Based on a NOAA analysis indicating that significantly greater amounts of PCBs remain in the Upper Hudson River than the EPA anticipated following the six years of dredging GE completed in 2015, both NOAA and the state Department of Environmental Conservation (DEC) earlier called on the EPA to commit to a resumption of the cleanup. Last November, the DEC and New York’s Office of the Attorney General also urged the EPA to refrain from issuing GE the Certificate of Completion it has requested until the Superfund project achieves its federally mandated goal to be “protective of human health and the environment.”

In addition, the Cuomo administration—along with Scenic Hudson and other environmental organizations, a bipartisan group of federal and state elected officials, chambers of commerce throughout the Hudson Valley and union leaders—have called on the EPA to conclude in its Five-Year Review that the cleanup currently is “not protective” and to eliminate the forecast contained in its draft review that it “will be protective” in 55 years without additional dredging. Based on scientific data, both NOAA and the DEC have determined that without a more comprehensive cleanup, it will take generations longer than that for the river to recover.

In 2015, the USFWS and NOAA sent a joint letter to Judith Enck, then the EPA Region 2 Administrator overseeing the Hudson River Superfund project, explicitly calling on her to halt GE from decommissioning its cleanup facilities until her agency had completed its Five-Year Review. At that time, estimates indicated that two additional years of dredging would significantly speed up the river’s recovery. Ms. Enck ignored their request and allowed GE to dismantle its operations—increasing the costs to resume dredging today. GE also faces Natural Resource Damage claims to restore habitats impacted by PCB contamination.

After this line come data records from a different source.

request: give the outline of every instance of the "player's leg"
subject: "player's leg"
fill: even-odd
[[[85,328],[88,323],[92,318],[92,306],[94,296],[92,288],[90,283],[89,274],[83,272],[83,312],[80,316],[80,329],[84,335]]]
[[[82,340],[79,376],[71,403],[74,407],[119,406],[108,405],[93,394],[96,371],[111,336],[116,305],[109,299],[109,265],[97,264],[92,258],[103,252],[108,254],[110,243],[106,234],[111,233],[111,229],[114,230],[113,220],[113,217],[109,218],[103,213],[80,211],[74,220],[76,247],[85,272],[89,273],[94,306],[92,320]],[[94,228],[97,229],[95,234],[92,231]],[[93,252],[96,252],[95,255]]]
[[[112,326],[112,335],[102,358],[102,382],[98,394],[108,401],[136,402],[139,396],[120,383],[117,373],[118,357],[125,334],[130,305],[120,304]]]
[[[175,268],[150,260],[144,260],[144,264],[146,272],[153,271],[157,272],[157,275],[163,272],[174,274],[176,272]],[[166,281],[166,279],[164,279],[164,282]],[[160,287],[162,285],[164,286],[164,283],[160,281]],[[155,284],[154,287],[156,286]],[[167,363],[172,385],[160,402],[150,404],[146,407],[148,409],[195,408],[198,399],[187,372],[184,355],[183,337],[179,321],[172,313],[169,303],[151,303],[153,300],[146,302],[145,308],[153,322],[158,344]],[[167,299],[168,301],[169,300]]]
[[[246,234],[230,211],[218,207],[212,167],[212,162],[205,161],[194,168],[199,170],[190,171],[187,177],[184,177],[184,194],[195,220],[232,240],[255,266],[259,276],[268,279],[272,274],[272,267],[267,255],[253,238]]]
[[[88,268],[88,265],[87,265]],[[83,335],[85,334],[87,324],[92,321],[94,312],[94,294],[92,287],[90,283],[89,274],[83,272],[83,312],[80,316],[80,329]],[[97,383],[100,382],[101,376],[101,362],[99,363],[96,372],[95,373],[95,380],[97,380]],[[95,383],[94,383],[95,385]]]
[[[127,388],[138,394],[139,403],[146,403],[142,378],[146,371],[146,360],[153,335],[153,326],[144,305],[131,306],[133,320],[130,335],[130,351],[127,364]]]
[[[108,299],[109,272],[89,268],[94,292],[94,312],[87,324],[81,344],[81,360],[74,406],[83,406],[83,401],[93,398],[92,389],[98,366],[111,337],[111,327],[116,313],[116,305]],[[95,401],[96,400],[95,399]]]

“Scenic Hudson applauds the U.S. Fish and Wildlife Service for powerfully restating its findings that PCBs in the upper Hudson River continue to compromise the environmental and economic potential of the Hudson River as well as the health of people who consume its contaminated fish. USF&W is right in asking the Environmental Protection Agency to compel General Electric to resume the cleanup of toxic PCBs it dumped in the river. All of the river’s Natural Resource Trustees are united in calling for more dredging—something that could have happened much sooner, and at much less cost, if the EPA had heeded the trustees’ recommendation to prevent GE from dismantling its dredging operations. GE must be required to finish the job,” said Scenic Hudson President Ned Sullivan.

About Scenic Hudson

Scenic Hudson helps citizens and communities preserve land and farms and create parks where people experience the outdoors and enjoy the Hudson River. We also bring together people, businesses and government to protect the river and natural resources that are the engines of the valley’s local economies. Started in 1963 by a handful of citizens who cherished the simple pleasures of the outdoors along the Hudson, Scenic Hudson is credited with launching the modern grass-roots environmental movement. Today, in the face of new challenges and the effects of climate change, we are dedicated to making the Hudson Valley a great place to live, work and play. Our focus is on strengthening and maximizing benefits all can enjoy from the region’s great assets—beautiful open spaces, working farms, and vibrant cities and town centers.